Nothing irks me more than to see the aftermath of an idiot with a spray paint can, and it's particularly infuriating when this type of damage is inflicted upon our beautiful landscapes. The Snake River Canyon, City of Rocks National Reserve, and the area surrounding Dierkes Lake have all been victimized by morons with too much time on their hands and parents that aren't paying close enough attention.

Current Idaho Laws for these types of offenses are way too lenient. In most cases, offenders get a slap on the wrist misdemeanor or are required to pay a small fine. If someone were to draw all over a famous piece of art at some fancy gallery, the punishment for these actions includes getting hit with a felony, fines up to $50,000, and mandatory jail sentences.

Why is the punishment different for destroying or defacing our natural landmarks?

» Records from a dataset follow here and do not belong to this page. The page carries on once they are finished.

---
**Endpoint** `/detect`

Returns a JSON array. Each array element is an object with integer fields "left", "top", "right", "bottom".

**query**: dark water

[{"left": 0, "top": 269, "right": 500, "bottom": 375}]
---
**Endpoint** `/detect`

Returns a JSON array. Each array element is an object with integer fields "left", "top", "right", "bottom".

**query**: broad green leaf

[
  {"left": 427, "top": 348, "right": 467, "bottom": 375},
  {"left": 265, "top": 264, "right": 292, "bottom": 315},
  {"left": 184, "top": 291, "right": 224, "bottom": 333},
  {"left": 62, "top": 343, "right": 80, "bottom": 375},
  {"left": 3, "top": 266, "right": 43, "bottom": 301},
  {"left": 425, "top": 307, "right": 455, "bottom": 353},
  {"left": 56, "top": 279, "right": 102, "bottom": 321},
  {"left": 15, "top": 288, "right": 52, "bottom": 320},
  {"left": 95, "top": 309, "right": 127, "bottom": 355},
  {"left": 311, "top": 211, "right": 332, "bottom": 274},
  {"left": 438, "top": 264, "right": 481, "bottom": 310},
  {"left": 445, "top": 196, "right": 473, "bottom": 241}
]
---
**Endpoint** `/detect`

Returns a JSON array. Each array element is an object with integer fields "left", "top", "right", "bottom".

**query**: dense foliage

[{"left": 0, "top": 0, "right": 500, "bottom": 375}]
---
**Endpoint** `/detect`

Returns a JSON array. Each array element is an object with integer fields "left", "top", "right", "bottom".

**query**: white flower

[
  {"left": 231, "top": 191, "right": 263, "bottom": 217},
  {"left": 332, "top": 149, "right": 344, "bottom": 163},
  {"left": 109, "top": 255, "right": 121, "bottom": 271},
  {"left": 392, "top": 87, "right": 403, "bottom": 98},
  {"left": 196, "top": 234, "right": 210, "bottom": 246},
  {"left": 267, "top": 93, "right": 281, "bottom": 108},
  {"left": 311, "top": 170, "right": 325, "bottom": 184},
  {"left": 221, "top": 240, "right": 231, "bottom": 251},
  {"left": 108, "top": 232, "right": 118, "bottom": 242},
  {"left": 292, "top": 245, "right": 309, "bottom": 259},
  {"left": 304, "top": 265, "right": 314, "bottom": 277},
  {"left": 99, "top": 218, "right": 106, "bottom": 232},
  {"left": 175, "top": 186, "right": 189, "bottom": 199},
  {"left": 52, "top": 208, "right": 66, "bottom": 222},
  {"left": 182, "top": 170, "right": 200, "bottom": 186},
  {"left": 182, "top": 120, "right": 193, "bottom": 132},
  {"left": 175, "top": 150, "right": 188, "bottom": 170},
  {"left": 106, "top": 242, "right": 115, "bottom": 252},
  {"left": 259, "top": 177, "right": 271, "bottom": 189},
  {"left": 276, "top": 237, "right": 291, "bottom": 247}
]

Personally, I get more satisfaction from admiring a landmark such as The Perrine Bridge than I do a painting from Picasso.

In 2018, a popular rock formation near Dierkes Lake had to be rebuilt after someone destroyed it. In the summer of 2020, the Twin Falls Sheriff's Office posted photos of rocks in the Snake River Canyon that had been tagged by some loser. Later in 2020, the City of Rocks Natural Reserve had old rock carvings from nineteenth-century settlers scribbled over.

Let's do our part this year to watch out for these dense individuals who will no dought be back at it again.